Maximum salary associated with the job. Sometimes jobs have a range of salaries depending on the experience of the applicant.

Type

Optional[int]

salary_median

Median salary associated with the job.

Type

Optional[int]

probability

Probability that the job is classified in the positive class

Type

float

probability_lower

Lower confidence interval of the probability

Type

float

probability_upper

Upper confidence interval of the probability

Type

float

Parameters

prediction (dict) – Dictionary representing a single prediction from the JSONL file generated by Predict

class jamie.types.JobType(value)

An enumeration.

class jamie.types.PrecisionRecall(value)

An enumeration.

class jamie.types.TrainingData(description: str, job_title: str, aggregate_tags: int, placed_on: datetime.date, jobid: str, job_ref: str, contract: str, department: str, duration_ad_days: int, employer: str, enhanced: str, extra_location: str, final_bool: int, funding_amount: Optional[str], funding_for: Optional[str], hours: str, in_uk: bool, invalid_code: Optional[List[str]], json: Optional[str], location: str, not_student: bool, original: int, original_proba: float, qualification_type: str, reference: str, region: str, run_tag: str, salary: str, salary_max: Optional[float], salary_min: Optional[float], salary_median: Optional[float], subject_area: List[str], tags: List[str], tags_1: str, tags_2: str, tags_3: Optional[str], tag_count: int, agg_tags: float, multi_agg_tags: str, consensus_tags: str, diff_consensus_tags: str)

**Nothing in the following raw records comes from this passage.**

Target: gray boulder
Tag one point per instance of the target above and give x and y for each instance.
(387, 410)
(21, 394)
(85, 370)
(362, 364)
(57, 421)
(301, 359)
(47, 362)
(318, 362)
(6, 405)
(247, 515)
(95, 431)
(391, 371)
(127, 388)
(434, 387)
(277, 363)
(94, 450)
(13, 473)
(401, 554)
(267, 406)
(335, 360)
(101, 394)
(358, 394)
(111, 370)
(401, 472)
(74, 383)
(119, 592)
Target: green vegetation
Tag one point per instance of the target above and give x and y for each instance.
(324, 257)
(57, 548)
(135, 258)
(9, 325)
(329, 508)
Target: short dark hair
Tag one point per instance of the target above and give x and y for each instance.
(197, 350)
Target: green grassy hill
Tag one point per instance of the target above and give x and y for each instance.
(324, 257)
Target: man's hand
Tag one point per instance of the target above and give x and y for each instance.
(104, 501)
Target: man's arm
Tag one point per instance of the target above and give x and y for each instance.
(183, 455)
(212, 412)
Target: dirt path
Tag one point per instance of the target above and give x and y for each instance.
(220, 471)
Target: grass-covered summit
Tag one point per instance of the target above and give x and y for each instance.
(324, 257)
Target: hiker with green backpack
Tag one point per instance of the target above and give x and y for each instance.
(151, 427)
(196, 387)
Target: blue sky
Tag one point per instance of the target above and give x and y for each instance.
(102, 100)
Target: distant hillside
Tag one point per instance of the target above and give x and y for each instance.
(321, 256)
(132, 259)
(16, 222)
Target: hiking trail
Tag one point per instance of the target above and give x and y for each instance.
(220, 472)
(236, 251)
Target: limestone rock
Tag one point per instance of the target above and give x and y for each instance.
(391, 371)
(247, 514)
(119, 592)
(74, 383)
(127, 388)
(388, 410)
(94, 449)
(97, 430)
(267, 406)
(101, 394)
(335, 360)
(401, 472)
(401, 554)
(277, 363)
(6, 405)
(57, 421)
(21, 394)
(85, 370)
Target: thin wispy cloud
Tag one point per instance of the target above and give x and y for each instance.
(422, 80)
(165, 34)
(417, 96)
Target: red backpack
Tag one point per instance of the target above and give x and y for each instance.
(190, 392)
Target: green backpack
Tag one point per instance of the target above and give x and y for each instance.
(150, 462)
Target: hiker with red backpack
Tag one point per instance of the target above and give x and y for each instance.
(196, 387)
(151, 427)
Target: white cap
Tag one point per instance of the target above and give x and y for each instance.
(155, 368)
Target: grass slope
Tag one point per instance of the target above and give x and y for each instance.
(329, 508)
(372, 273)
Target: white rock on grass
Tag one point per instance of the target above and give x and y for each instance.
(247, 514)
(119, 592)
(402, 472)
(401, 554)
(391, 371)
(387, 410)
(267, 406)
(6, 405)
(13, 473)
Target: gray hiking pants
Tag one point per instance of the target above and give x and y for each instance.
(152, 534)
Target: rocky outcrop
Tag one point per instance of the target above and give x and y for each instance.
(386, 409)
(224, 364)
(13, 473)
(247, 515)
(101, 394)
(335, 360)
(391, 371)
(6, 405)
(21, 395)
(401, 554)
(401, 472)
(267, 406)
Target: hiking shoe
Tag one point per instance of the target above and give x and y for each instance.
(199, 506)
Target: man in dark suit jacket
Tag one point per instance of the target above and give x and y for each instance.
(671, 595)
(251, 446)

Schema for the training dataset.

Required columns for model training are ‘description’, ‘job_title’, ‘aggregate_tags’. The attribute ‘placed_on’ is required for timeseries graphs of the training data.

Parameters
  • description (str) – Job description

  • job_title (str) – Job title

  • aggregate_tags (int) – Integer equals 0 or 1

  • placed_on (datetime.date) – Date job was placed on

  • jobid (str) – Unique jobid given by jobs.ac.uk

  • job_ref (str) – Job reference, possibly used internally by the employer

  • contract (str) – Contract type, fixed term or permanent, full-time or part-time

  • department (str) – Department of the employer

  • duration_ad_days (int) – Duration of job advertisment in days from placed_on to closes.

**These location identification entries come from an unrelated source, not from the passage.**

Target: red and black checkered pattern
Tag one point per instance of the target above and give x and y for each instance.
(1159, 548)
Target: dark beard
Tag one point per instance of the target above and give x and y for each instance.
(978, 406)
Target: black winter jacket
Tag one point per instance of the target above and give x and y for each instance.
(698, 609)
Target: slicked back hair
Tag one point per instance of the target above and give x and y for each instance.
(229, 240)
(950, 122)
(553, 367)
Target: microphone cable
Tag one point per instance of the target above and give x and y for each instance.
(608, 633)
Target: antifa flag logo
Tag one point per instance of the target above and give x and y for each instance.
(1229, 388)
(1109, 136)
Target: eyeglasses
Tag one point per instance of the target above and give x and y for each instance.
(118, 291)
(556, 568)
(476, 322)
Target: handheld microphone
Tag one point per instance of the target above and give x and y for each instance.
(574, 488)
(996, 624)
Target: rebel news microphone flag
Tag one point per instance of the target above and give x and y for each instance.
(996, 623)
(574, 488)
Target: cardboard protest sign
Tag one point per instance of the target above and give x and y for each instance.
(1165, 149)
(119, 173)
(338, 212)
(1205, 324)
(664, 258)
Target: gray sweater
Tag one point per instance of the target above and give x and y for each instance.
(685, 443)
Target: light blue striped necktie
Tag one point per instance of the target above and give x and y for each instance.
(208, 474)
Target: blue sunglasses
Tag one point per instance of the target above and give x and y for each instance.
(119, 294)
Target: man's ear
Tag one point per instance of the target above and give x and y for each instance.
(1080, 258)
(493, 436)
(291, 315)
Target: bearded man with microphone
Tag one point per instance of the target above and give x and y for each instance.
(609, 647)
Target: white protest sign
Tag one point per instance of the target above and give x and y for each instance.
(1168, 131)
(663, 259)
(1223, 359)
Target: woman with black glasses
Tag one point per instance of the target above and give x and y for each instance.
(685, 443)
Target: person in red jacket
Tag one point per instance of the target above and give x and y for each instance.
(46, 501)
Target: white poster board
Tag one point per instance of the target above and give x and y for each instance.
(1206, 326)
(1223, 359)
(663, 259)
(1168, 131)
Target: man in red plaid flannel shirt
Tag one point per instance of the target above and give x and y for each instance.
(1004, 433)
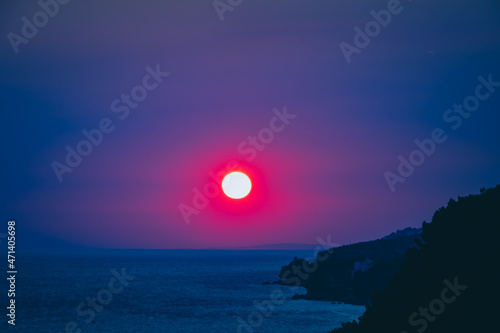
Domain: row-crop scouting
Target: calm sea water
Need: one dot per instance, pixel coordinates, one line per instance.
(172, 291)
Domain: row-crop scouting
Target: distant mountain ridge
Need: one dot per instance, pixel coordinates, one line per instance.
(281, 246)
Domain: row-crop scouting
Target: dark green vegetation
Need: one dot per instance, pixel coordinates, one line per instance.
(351, 273)
(461, 246)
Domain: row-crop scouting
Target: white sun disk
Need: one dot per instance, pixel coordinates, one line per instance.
(236, 185)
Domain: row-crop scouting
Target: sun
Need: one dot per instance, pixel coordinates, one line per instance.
(236, 185)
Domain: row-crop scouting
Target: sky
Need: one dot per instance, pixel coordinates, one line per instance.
(329, 111)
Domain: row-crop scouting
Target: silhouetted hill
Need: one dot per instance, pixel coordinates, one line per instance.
(450, 282)
(351, 273)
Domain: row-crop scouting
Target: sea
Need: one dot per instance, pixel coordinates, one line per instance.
(164, 291)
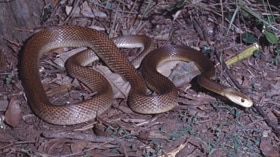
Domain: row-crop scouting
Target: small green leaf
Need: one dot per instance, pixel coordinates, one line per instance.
(248, 38)
(271, 37)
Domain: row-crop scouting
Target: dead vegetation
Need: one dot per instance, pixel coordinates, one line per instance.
(204, 124)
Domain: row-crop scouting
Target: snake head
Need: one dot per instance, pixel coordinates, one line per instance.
(238, 97)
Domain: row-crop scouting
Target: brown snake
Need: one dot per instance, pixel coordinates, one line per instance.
(139, 101)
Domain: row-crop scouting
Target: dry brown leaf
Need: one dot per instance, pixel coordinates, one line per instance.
(13, 113)
(52, 144)
(268, 149)
(88, 12)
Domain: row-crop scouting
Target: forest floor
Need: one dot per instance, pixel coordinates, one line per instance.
(203, 124)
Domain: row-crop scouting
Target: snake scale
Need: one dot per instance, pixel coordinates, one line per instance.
(138, 99)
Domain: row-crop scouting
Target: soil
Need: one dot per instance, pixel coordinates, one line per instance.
(203, 124)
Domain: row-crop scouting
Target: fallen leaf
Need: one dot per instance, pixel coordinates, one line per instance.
(268, 149)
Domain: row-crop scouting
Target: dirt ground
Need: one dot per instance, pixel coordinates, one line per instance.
(203, 124)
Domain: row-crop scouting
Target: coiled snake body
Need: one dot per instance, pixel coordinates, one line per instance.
(139, 101)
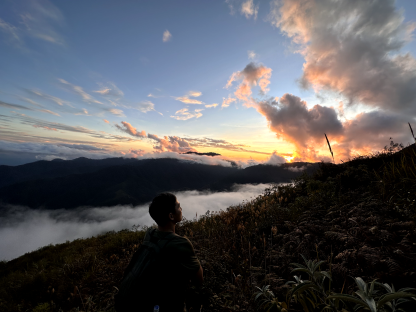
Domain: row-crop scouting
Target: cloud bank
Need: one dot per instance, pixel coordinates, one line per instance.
(24, 230)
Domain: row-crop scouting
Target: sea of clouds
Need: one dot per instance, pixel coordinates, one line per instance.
(23, 229)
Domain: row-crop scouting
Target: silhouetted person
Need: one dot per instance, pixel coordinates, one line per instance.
(175, 265)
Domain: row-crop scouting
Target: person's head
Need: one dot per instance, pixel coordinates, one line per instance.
(165, 208)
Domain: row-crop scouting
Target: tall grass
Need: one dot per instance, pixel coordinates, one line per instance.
(339, 215)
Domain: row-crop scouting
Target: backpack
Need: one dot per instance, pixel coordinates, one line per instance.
(138, 288)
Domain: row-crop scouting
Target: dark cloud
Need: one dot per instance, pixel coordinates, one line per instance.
(291, 119)
(294, 122)
(352, 47)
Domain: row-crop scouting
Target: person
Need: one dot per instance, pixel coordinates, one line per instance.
(177, 265)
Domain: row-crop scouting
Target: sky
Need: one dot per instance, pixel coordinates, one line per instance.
(254, 81)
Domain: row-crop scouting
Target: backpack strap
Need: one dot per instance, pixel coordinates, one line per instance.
(157, 244)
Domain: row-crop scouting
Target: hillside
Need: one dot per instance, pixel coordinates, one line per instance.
(117, 181)
(358, 216)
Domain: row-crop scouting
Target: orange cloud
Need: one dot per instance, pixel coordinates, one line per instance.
(252, 75)
(352, 48)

  • employer (str) – Employer name

  • enhanced (str) – HTML content can be “enhanced” or “normal”, which alters the parsing

  • extra_location (str) – Region of UK where job is from

  • final_bool (int) – Unknown boolean type

  • funding_amount (Optional[str]) – Funding amount text if for a PhD position

  • funding_for (Optional[str]) – Specifies whether funding is for UK, EU, international or self-funded students

  • hours (str) – Specifies whether job is full time or part time

  • in_uk (bool) – Specifies whether job is actually in the UK. Some jobs are by UK institutions but located overseas

  • invalid_code (Optional[List[str]]) – List of job attributes that could not be parsed

  • json (Optional[str]) – JSON representation of job

  • location (str) – City where job is located

  • not_student (bool) – Whether job is a PhD level position

  • original (int) – Unknown boolean type

  • original_proba (float) – Unknown probability

  • qualification_type (str) – Type of qualification required for the job in term of education level

  • reference (str) – Unknown field

  • region (str) – Unknown field, possibly country of the UK where job is

  • run_tag (str) – Whether job was classified in first or second run

  • salary (str) – Text fragment which has information on salary

  • salary_max (Optional[float]) – If a salary range is specified, higher end of the salary range, otherwise same as median salary

  • salary_min (Optional[float]) – If a salary range is specified, lower end of the salary range, otherwise same as median salary

  • salary_median (Optional[float]) – Median of salary_min, salary_max if both are present, otherwise equals the salary value

  • subject_area (List[str]) – List of academic fields for the job

  • tags (List[str]) – List of tags (labels) given by coders to the job

  • tags_1 (str) – Label given to job given by coder 1 and 2 respectively, one of {‘No’, ‘Some’, ‘Insufficient Evidence’, ‘Most’} when answering the question “How much time would be spent in this job developing software?”

  • tags_2 (str) – Label given to job given by coder 1 and 2 respectively, one of {‘No’, ‘Some’, ‘Insufficient Evidence’, ‘Most’} when answering the question “How much time would be spent in this job developing software?”

  • tags_3 (Optional[str]) – Label given to job by coder 3 when coder 1 and coder 2 disagreed

  • tag_count (int) – Number of coders who classified the job

  • agg_tags (float) – Aggregate score from coders

  • aggregate_tags – Classification of whether the job is in the target class or not (1 indicating it is, 0 otherwise)

  • multi_agg_tags (str) – Unknown field

  • consensus_tags (str) – [tentative] Consensus of tags_1 and tags_2

  • diff_consensus_tags (str) – Unknown field

static reliability(data, coders=3)

Returns DataFrame which can be used to compute reliability

validate()

Validates a single row of training set data